Ein regierungskritischer Journalist berichtet Novastan über den jüngsten Druck der Behörden auf Journalist:innen und Blogger:innen im Vorfeld des Verfassungsreferendums am 30. April. „Ich kenne mindestens drei Beispiele, in denen Betreiber von Telegram-Kanälen und Journalist:innen zu einem Gespräch in den Staatssicherheitsdienst einbestellt wurden“, bezeugt er.

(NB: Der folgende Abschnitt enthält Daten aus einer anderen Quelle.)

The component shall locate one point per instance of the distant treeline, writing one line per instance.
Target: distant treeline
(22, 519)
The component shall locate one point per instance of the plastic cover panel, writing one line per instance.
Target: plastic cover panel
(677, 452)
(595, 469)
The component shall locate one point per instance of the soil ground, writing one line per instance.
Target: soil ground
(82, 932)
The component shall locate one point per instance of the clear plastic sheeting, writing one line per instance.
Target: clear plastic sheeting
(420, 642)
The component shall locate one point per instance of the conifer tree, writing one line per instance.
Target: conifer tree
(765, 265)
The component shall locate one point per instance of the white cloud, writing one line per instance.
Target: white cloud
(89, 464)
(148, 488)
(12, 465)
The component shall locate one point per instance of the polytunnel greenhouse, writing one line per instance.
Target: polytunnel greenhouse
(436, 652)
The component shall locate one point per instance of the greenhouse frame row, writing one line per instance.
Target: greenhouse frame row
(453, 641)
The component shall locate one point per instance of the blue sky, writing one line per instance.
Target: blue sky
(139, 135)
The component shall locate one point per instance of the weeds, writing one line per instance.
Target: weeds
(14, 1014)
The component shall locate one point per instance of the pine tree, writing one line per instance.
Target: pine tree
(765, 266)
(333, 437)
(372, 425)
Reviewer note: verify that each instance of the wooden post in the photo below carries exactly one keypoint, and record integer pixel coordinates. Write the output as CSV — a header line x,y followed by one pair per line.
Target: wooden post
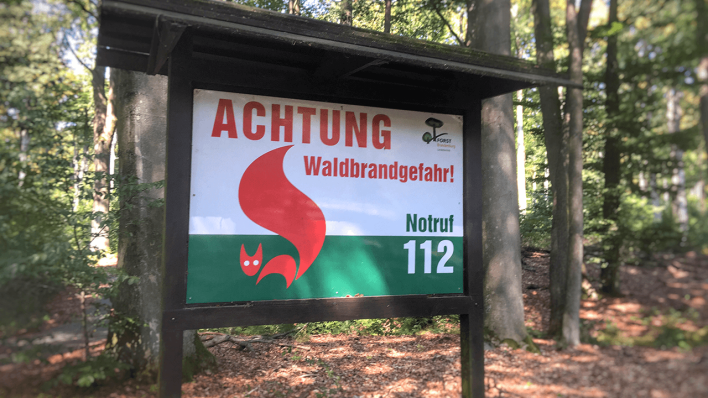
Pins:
x,y
174,268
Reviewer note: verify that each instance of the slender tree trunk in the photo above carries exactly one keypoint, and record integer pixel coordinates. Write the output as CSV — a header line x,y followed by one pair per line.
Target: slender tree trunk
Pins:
x,y
611,166
556,144
346,12
655,198
387,16
576,25
702,45
24,149
679,205
520,153
103,127
504,310
471,28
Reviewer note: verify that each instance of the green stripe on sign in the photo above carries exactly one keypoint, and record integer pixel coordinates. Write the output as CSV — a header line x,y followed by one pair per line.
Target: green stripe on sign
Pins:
x,y
346,266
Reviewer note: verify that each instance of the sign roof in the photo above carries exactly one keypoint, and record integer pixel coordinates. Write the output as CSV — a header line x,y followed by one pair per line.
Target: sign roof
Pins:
x,y
134,35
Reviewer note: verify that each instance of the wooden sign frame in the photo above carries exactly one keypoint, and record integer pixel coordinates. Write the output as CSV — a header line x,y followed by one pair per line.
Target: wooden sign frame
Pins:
x,y
185,75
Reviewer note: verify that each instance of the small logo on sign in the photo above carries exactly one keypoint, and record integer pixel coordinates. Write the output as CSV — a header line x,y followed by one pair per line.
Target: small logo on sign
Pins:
x,y
435,124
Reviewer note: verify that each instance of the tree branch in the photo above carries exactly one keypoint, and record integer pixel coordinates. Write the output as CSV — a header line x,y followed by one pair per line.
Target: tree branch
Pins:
x,y
459,41
86,10
76,55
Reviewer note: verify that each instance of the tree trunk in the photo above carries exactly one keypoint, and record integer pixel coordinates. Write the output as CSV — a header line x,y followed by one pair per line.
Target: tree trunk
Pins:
x,y
504,309
611,166
520,153
387,16
574,116
346,12
23,157
103,128
655,198
556,139
679,205
141,103
702,45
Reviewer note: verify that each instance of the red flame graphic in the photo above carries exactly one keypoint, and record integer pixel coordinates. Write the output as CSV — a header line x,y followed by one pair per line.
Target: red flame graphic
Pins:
x,y
269,199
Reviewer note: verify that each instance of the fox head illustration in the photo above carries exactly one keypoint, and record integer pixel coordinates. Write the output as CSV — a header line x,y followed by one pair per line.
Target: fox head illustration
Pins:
x,y
251,264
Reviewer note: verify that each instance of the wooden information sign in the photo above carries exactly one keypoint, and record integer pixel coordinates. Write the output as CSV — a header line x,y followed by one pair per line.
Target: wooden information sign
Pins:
x,y
315,172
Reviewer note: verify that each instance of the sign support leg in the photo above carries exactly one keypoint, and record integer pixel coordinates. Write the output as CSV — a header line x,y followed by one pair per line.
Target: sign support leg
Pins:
x,y
170,377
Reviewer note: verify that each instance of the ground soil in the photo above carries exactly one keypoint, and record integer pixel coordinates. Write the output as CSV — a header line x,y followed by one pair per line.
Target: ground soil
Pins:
x,y
427,365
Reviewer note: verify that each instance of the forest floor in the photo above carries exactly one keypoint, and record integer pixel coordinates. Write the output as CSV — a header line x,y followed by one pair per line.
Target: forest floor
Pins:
x,y
637,345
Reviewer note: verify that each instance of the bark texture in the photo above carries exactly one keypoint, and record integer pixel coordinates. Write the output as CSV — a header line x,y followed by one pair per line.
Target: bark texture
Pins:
x,y
141,112
576,23
556,139
346,12
102,136
520,153
611,165
387,16
679,205
504,310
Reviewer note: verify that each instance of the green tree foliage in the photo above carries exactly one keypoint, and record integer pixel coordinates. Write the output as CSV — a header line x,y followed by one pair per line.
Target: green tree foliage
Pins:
x,y
45,113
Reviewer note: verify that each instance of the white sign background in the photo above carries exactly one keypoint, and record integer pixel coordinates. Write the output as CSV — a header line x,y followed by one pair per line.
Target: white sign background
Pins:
x,y
351,206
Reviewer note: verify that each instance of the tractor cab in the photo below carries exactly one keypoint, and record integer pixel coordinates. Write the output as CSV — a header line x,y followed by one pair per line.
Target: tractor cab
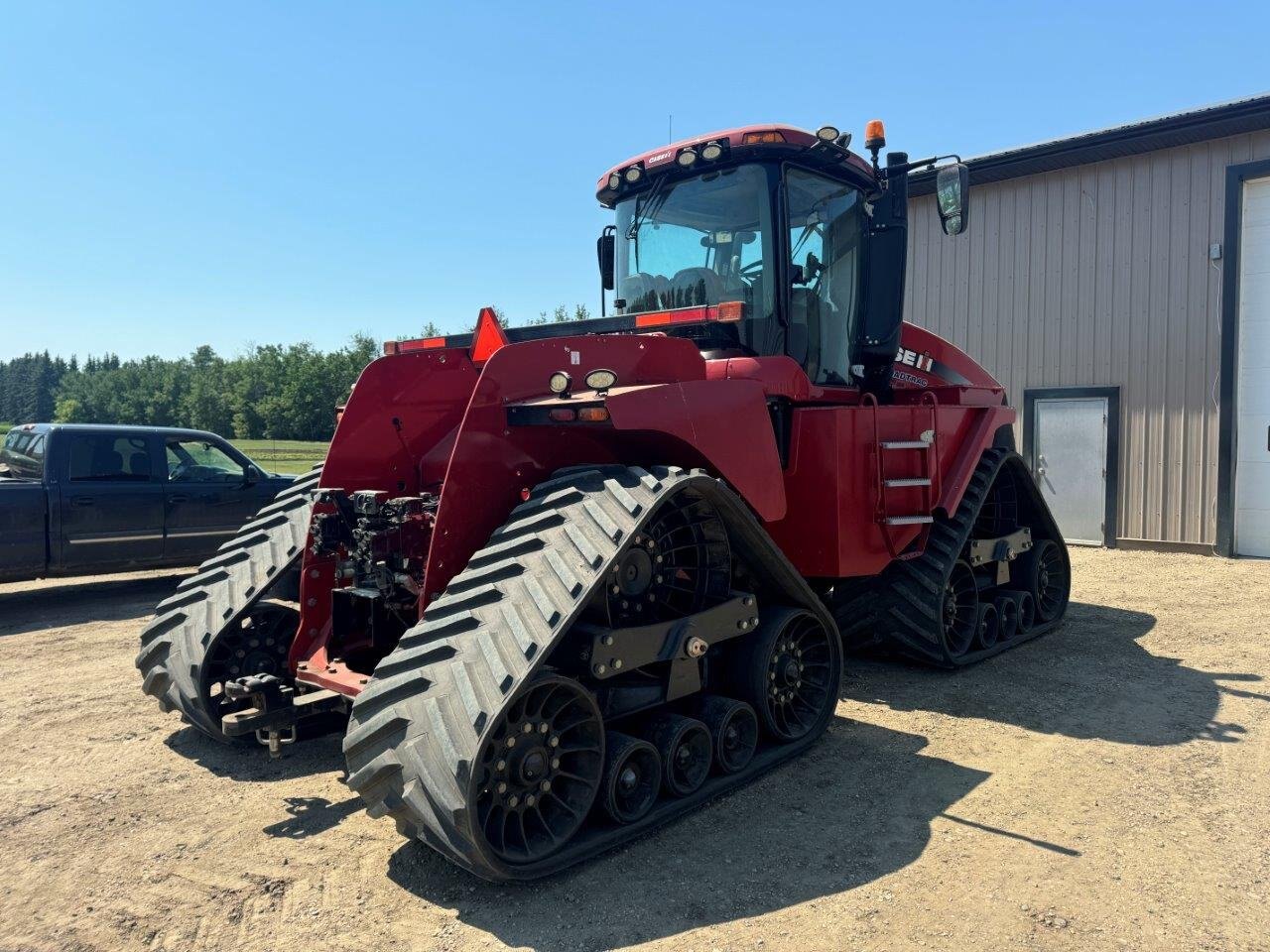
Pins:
x,y
767,240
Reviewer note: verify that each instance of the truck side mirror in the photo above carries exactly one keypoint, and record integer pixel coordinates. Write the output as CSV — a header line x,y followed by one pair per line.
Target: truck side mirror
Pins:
x,y
952,193
604,249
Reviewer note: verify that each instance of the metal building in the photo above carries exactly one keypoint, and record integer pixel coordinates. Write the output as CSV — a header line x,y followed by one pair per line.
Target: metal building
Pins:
x,y
1118,285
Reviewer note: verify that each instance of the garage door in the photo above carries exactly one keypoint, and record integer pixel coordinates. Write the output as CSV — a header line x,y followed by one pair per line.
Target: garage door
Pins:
x,y
1252,397
1070,445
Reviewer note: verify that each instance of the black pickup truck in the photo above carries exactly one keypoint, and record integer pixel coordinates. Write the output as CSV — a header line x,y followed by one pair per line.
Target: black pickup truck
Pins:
x,y
80,499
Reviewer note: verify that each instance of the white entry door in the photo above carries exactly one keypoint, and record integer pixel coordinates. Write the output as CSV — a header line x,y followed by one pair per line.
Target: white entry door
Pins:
x,y
1071,465
1252,395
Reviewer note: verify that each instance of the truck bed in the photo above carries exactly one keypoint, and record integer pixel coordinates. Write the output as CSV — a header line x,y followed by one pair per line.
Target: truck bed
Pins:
x,y
23,529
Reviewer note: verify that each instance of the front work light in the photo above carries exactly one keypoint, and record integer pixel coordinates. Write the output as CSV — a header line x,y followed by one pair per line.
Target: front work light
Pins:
x,y
601,380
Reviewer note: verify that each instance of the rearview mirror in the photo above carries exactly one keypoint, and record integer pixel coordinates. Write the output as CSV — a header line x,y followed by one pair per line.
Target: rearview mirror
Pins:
x,y
952,193
604,249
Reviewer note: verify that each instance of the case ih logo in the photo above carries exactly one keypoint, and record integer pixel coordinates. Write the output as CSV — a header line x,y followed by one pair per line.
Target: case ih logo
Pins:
x,y
911,358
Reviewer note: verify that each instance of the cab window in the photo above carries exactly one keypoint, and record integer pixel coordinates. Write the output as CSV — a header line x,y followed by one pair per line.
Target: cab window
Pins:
x,y
199,461
826,239
24,453
107,457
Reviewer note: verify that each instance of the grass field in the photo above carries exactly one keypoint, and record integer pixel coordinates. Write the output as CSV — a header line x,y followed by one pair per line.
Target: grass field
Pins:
x,y
284,454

Tadschikistan und Turkmenistan weiterhin auf den hinteren Rängen

Auf den hinteren Plätzen bleiben Tadschikistan und Turkmenistan, deren politische Regime als die repressivsten gelten. Tadschikistan verliert im Vergleich zum letzten Jahr einen Rang in der Rangliste und belegt nun den 153. Platz. Damit fällt das Land für Reporter ohne Grenzen von einer „schwierigen“ in eine „sehr schwierige“ Situation der Pressefreiheit. Immer mehr Journalist:innen entscheiden sich für das Exil, wie der Bericht feststellt.

Im letzten Jahr wurden die Repressionen gegen jede Form von Opposition verschärft, insbesondere in der Region Berg-Badachschan und gegen die ethnische Minderheit der Pamir:innen gerichtet. Einige Aktivist:innen der Exilgemeinschaft wurden an ihre Heimatländer ausgeliefert und zu langen Haftstrafen verurteilt.

Turkmenistan liegt auf Platz 176 und gehört weiterhin zu den fünf schlechtesten Ländern bezüglich Medienfreiheit. Reporter ohne Grenzen stellt fest, dass die Zensur in Turkmenistan zugenommen hat, nachdem der Sohn von Gurbanguly Berdimuhamedow, Serdar Berdimuhamedow, im März 2022 an die Macht gekommen ist.